If $\hspace{0.2cm}X_1,\ldots,X_n\hspace{0.2cm}$ are iid random variables with $\hspace{0.2cm}\mathbb{E}(X_i)=\mu\hspace{0.2cm}$ and $\hspace{0.2cm}Var(X_i)=\sigma^2<+\infty$
Let $\bar{X_n}=\left(\frac{1}{n}\sum_{i=1}^nX_i\right)$ be the partial averages and define $$S_n^2=\frac{1}{n-1}\sum_{i=1}^n(X_i-\bar{X}_n)^2$$
How to prove that $\hspace{0.2cm}\mathbb{E}(S_n^2)=\sigma^2\hspace{0.2cm}$ ?
We have
$E(S^2)=E\left[\frac{1}{n-1}\sum_{i=1}^n (X_i-\overline X )^2\right]$
$=\frac{1}{n-1}E\left[\sum_{i=1}^n (X_i-\overline X)^2 \right] \quad $
Subtract and add $\mu$. This is a common 'trick'.

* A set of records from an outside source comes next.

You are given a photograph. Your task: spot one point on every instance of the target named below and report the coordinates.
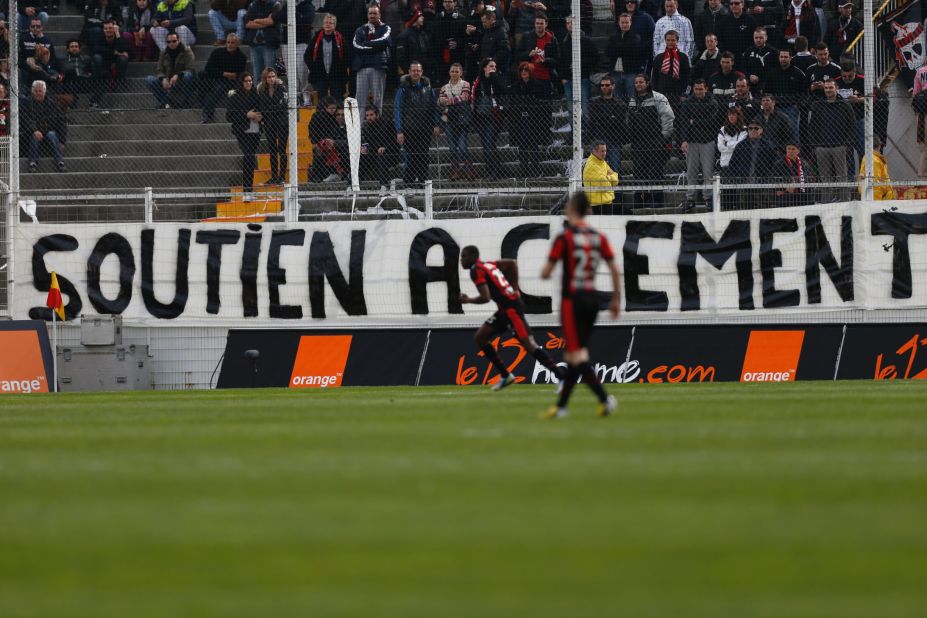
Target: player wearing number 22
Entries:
(498, 281)
(580, 248)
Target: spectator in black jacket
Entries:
(607, 117)
(624, 60)
(78, 75)
(414, 45)
(324, 133)
(529, 112)
(540, 49)
(670, 70)
(448, 41)
(722, 84)
(697, 130)
(378, 148)
(735, 30)
(753, 158)
(223, 68)
(110, 57)
(777, 127)
(589, 57)
(830, 130)
(709, 22)
(327, 60)
(757, 60)
(843, 29)
(272, 102)
(709, 61)
(417, 118)
(494, 43)
(43, 121)
(768, 14)
(243, 113)
(787, 83)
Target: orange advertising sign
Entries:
(21, 366)
(772, 356)
(320, 361)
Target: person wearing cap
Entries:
(753, 158)
(830, 129)
(843, 29)
(448, 36)
(792, 171)
(673, 20)
(880, 173)
(414, 45)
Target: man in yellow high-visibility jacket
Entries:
(880, 173)
(597, 173)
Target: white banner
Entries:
(406, 273)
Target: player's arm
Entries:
(614, 306)
(482, 299)
(509, 268)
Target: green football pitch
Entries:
(762, 500)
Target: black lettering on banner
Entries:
(324, 265)
(770, 259)
(421, 275)
(899, 226)
(156, 308)
(41, 278)
(276, 276)
(818, 253)
(510, 245)
(636, 264)
(215, 240)
(697, 241)
(248, 274)
(111, 243)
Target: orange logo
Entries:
(772, 356)
(21, 367)
(320, 361)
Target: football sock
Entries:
(569, 381)
(592, 380)
(548, 362)
(490, 353)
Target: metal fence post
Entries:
(429, 199)
(149, 205)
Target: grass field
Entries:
(775, 500)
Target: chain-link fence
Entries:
(472, 103)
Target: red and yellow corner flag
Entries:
(54, 301)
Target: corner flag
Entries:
(54, 301)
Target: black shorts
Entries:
(578, 314)
(511, 316)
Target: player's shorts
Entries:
(509, 317)
(578, 314)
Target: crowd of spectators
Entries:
(753, 89)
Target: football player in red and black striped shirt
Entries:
(579, 249)
(498, 281)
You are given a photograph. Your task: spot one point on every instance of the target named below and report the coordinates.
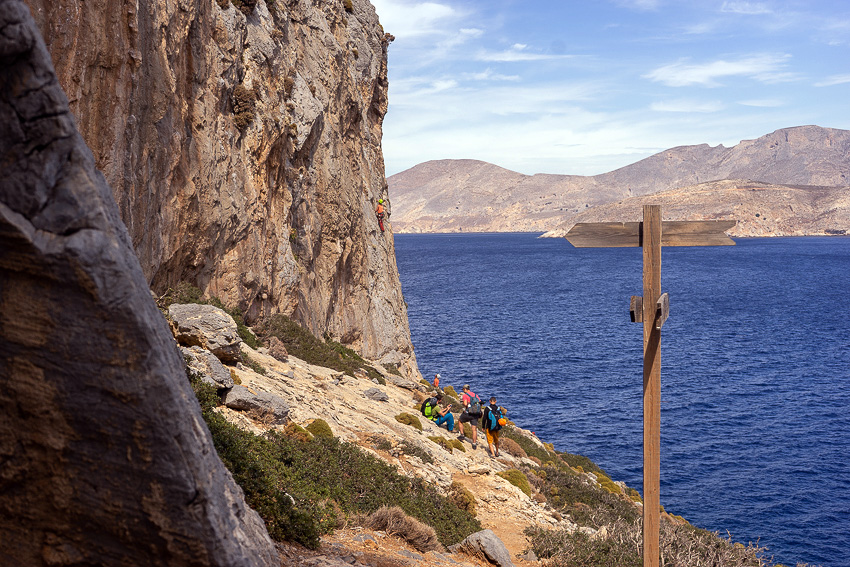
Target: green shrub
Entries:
(320, 428)
(607, 483)
(517, 478)
(301, 343)
(409, 419)
(511, 447)
(243, 100)
(577, 461)
(462, 497)
(588, 504)
(300, 486)
(295, 431)
(245, 6)
(530, 447)
(680, 544)
(393, 521)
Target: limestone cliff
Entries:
(242, 143)
(104, 457)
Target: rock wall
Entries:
(104, 456)
(242, 145)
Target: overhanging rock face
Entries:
(104, 457)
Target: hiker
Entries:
(492, 422)
(471, 414)
(431, 409)
(379, 212)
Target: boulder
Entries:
(105, 458)
(208, 327)
(376, 394)
(486, 545)
(208, 365)
(277, 350)
(264, 406)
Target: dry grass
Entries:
(619, 544)
(394, 521)
(511, 447)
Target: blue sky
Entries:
(585, 87)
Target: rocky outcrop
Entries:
(488, 546)
(105, 458)
(208, 327)
(243, 149)
(467, 195)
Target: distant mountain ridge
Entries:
(475, 196)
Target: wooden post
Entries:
(651, 385)
(652, 310)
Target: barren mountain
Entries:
(761, 209)
(468, 195)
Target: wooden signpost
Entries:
(652, 310)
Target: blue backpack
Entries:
(493, 417)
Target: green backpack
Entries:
(429, 408)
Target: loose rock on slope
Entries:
(105, 458)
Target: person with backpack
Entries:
(471, 414)
(492, 422)
(431, 410)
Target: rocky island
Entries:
(213, 168)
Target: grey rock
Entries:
(277, 350)
(208, 327)
(208, 365)
(376, 394)
(263, 404)
(403, 382)
(106, 460)
(486, 545)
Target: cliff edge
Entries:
(242, 144)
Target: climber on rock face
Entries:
(379, 212)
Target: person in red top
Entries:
(471, 413)
(379, 212)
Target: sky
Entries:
(585, 87)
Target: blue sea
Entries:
(755, 371)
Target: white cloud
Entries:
(644, 5)
(765, 68)
(489, 75)
(406, 19)
(746, 8)
(513, 55)
(762, 103)
(834, 80)
(686, 105)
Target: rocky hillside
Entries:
(466, 195)
(241, 140)
(760, 209)
(104, 459)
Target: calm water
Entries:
(755, 432)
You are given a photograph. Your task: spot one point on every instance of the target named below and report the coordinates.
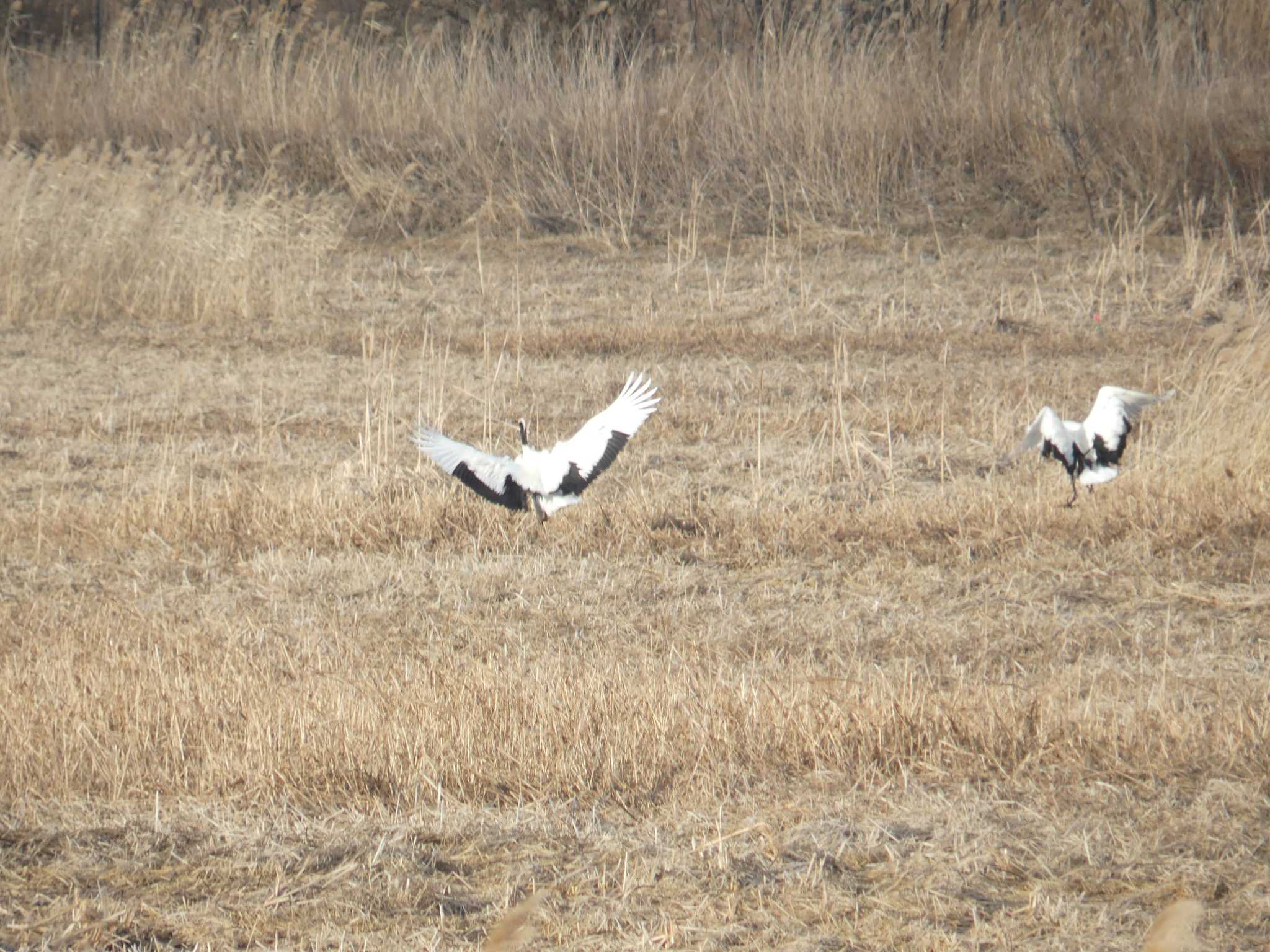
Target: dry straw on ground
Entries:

$=\frac{1}{n-1}E\left[\sum_{i=1}^n \left[(X_i-\mu)-(\overline X-\mu) \right]^2 \right] \quad$
multipliying out
$=\frac{1}{n-1}E\left[\sum_{i=1}^n \left[(X_i-\mu)^2-2(\overline X-\mu)(X_i-\mu)+(\overline X-\mu)^2 \right]\right] \quad$
writing for each summand a sigma sign
$=\frac{1}{n-1}E\left[\sum_{i=1}^n (X_i-\mu)^2-2(\overline X-\mu)\sum_{i=1}^n(X_i-\mu)+\sum_{i=1}^n(\overline X-\mu)^2 \right] \quad$
$=\frac{1}{n-1}E\left[\sum_{i=1}^n (X_i-\mu)^2-2(\overline X-\mu)\color{blue}{\sum_{i=1}^n(X_i-\mu)}+n(\overline X-\mu)^2 \right] \quad$
transforming the blue term
$\sum_{i=1}^n(X_i-\mu)=n\cdot \overline X-n\cdot \mu$
Thus $2(\overline X-\mu)\color{blue}{\sum_{i=1}^n(X_i-\mu)}=2(\overline X-\mu)\cdot (n\cdot \overline X-n\cdot \mu)=2n( \overline X- \mu)^2$
$=\frac{1}{n-1}E\left[\sum_{i=1}^n (X_i-\mu)^2-2n( \overline X- \mu)^2+n(\overline X-\mu)^2 \right] \quad$
$=\frac{1}{n-1}E\left[\sum_{i=1}^n (X_i-\mu)^2-n( \overline X- \mu)^2\right] \quad$
$=\frac{1}{n-1}\left[\sum_{i=1}^n E\left[(X_i-\mu)^2\right]-nE\left[( \overline X- \mu)^2\right]\right] \quad$
It remains to know what $E\left[(X_i-\mu)^2\right]$ and $E\left[( \overline X- \mu)^2\right]$ is. Are all steps up to here comprehensible?